A warm and sunny spring day is perfect for walking around the Roman Forum, Palatine Hill and the Capitoline Museums.
The Roman Forum
There are so many things to see in the Roman Forum. Big iconic structures with lots of known history, and little bits of marble with their stories untold.
The Temple of Antoninus and Faustina dates from AD 141 and was dedicated by the Senate first to Faustina, wife of Emperor Antoninus Pius (138-161) and then to Antoninus when he died in 161.
An interesting piece of marble that caught my attention.
The cult of Vesta was one of the oldest and most important cults of Roman religion. Vestal Virgins tended the sacred fire of Rome, its life force. Except for the Pontifex Maximus, men were forbidden to enter the temple.
The House of the Vestal Virgins was attached to the Temple.
The women who became Vestal Virgins were chosen from aristocratic Roman families from the ages of 6 to 10. They served in this prestigious post for 30 years.
The Palatine Hill
This was the hill where the emperors lived in palatial palaces. 130 m long and once clad in decorated marble, the Neronian Cryptoporticus was an underground corridor that linked the huge imperial palaces of the Julio-Claudian period (1st century AD).

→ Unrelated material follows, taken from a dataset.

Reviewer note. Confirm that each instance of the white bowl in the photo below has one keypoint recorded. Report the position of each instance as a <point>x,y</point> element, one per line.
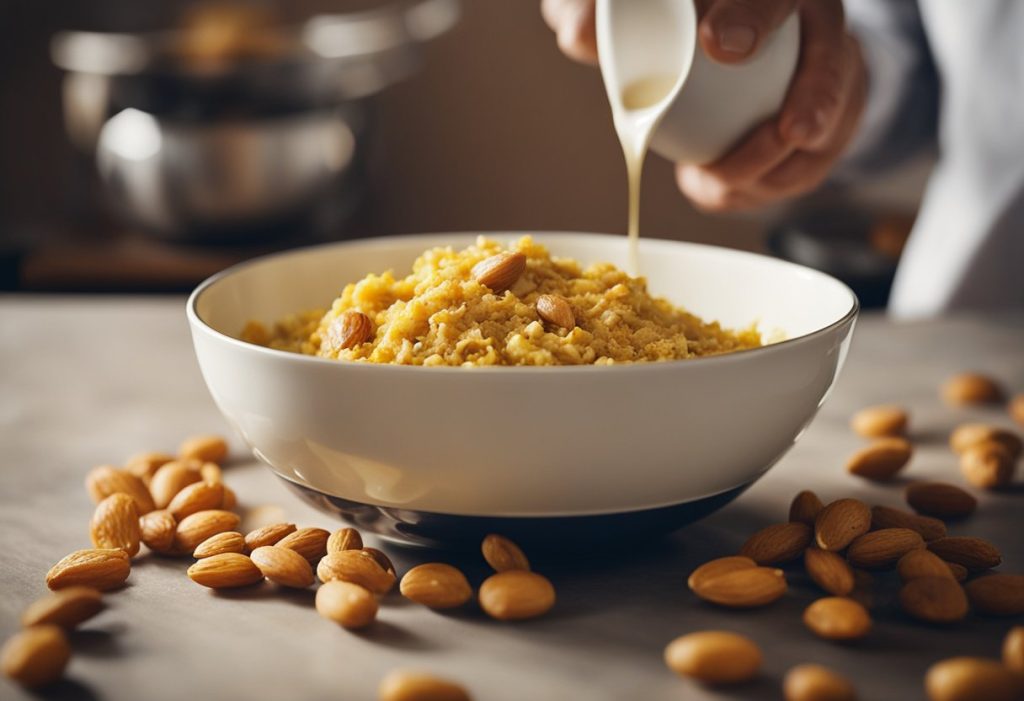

The Palatine Stadium, not its historical name, was part of the Flavian Palace (2nd half of 1st century AD). I was amazed by its size which I’m not sure the photo shows. The gardens and grounds covered an area of 160 x 48m, and the walls around it tower over it.
A view of the Roman Forum and the Capitoline Hill from the Palatine Hill.
In Michaelangelo’s courtyard outside the Capitoline Museums is a copy of the equestrian statue of Marcus Aurelius made in 1997.
Inside is the original dating from around AD 176-180.
I liked the statue of the Emperor Commodus (reigned AD 180-192), son of M. Aurelius, as Hercules. Commodus was not a popular emperor (Joaquin Phoenix played him in the film Gladiator), and he ended up being assassinated.
Another impressive statue was the Dying Gaul. It is a Roman marble copy of a Hellenistic bronze original which probably dates from the 2nd or 3rd century AD. Notice the Celtic torque around his neck.